Monday, January 25, 2010

Second, Fight Back Against Evil

Well, it looks like we're hiring cyber-warfare capabilities:

Ms. Clinton pledged that in addition to defending its own companies and cyberspace, the United States would take measures to help human rights advocates, political dissidents and civil society groups overcome their governments' censorship. Until now, the State Department has been negligent in this area; it has misspent -- or failed to spend at all -- money appropriated by Congress for firewall-busting.

A group called the Global Internet Freedom Consortium has been denied funding, even though it says that it has a proven record of breaching the firewalls of both China and Iran. A State Department official told The Post that the group was refused help because it is connected to the banned Falun Gong movement and "the Chinese would go ballistic if we did that." But other officials told us that is not the case; they said that they hoped that the consortium would apply for future funding, which the State Department sensibly plans to spread, venture-capital style, among various groups and technologies.

I did mention that we'd see the rise of cyber-mercenaries--condostieri--as private entities act where our government cannot or will not act.
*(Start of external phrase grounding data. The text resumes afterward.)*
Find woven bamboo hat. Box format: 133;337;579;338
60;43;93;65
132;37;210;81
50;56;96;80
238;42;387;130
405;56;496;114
And we won't like the result:

If governments, because our laws don't let them wage war in this realm, encourage these cyber-war companies in the belief that governments can always safely buy their services, the private e-mercenary companies will eventually get so much better than governments' cyber-warfare entities that the private cyber-war companies may wonder why they have to do the bidding of the paying governments.

We'd rightly go ballistic if a private company used physical weapons to fight a foreign government that attacks it, warning the company that defense and foreign policy are the monopolies of the federal government.

So if one day you find out that Google has upped the ante as it battles China (or other governments) trying to interfere with and attack its operations, wonder why cyber-warfare is an accepted business practice.